Mon cher François, ce fut un réel honneur de te compter parmi nous au Conseil de l'Ordre de la Libération en 1997 : tes conseils avisés, ta grande expérience ont été irremplaçables pour ses membres qui ont pu aussi apprécier le charme de ton intelligence et de ton humour quelquefois ravageur. C'est pour ces raisons que, en octobre 2007, tu succèdes à Pierre Messmer comme chancelier de l'Ordre de la Libération.

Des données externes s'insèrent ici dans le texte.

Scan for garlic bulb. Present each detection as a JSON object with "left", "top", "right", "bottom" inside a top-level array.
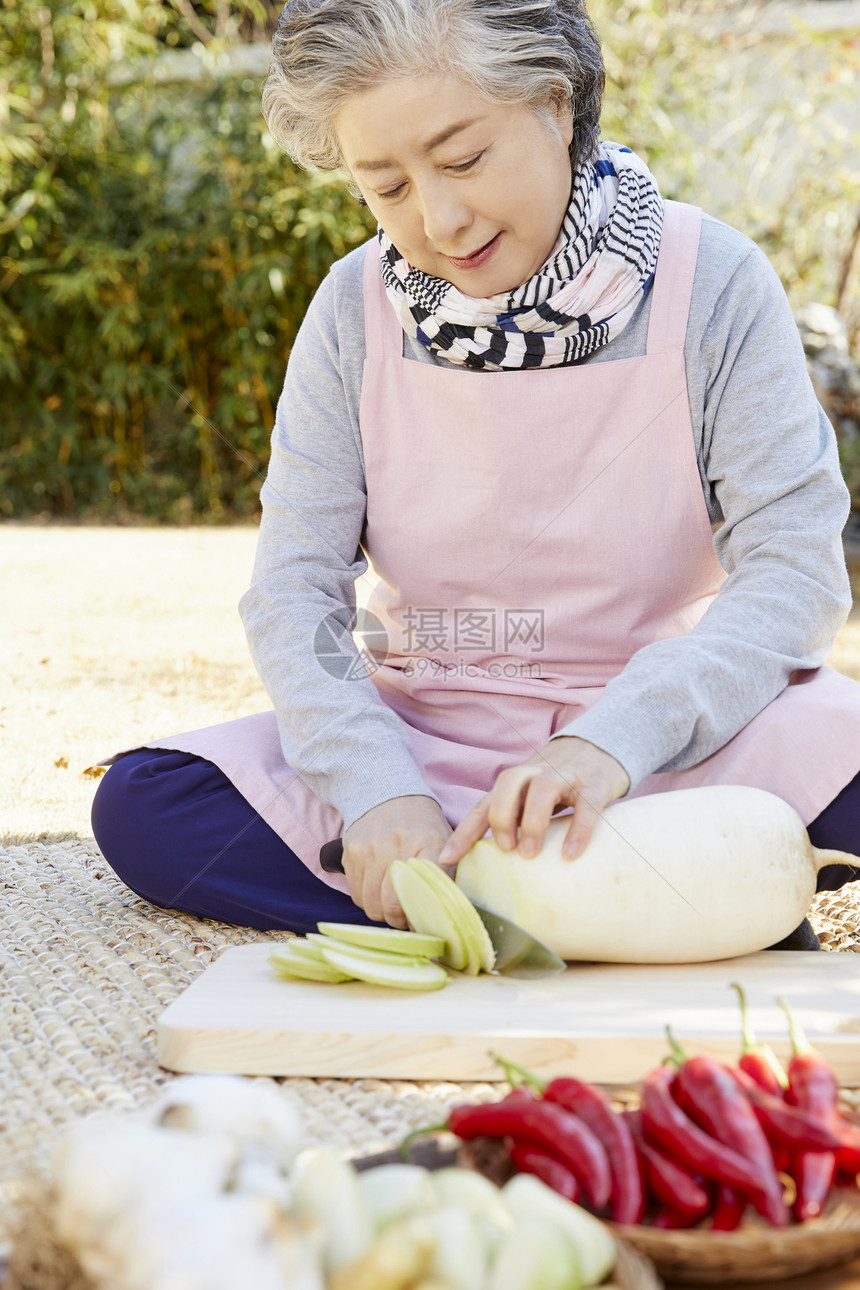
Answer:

Tu en deviendras, quatre ans plus tard, à l'issue de ton mandat, le chancelier honoraire lorsque j'aurai eu moi-même l'honneur de te succéder.
Mon cher Compagnon, tu rejoins aujourd'hui ceux qui t'ont précédé dans l'honneur : tous ces fidèles du général de Gaulle qui ont combattu côte à côte pour défendre un idéal commun : celui de la liberté et de la victoire.
Nous te saluons très respectueusement et très fraternellement.
Me tournant vers sa famille, j'ajoute que nous conserverons de notre Compagnon François Jacob, le souvenir d'un homme juste, droit, valeureux et chaleureux. Puisse cet hommage qui lui est rendu aujourd'hui vous apporter quelque réconfort en ces moments douloureux.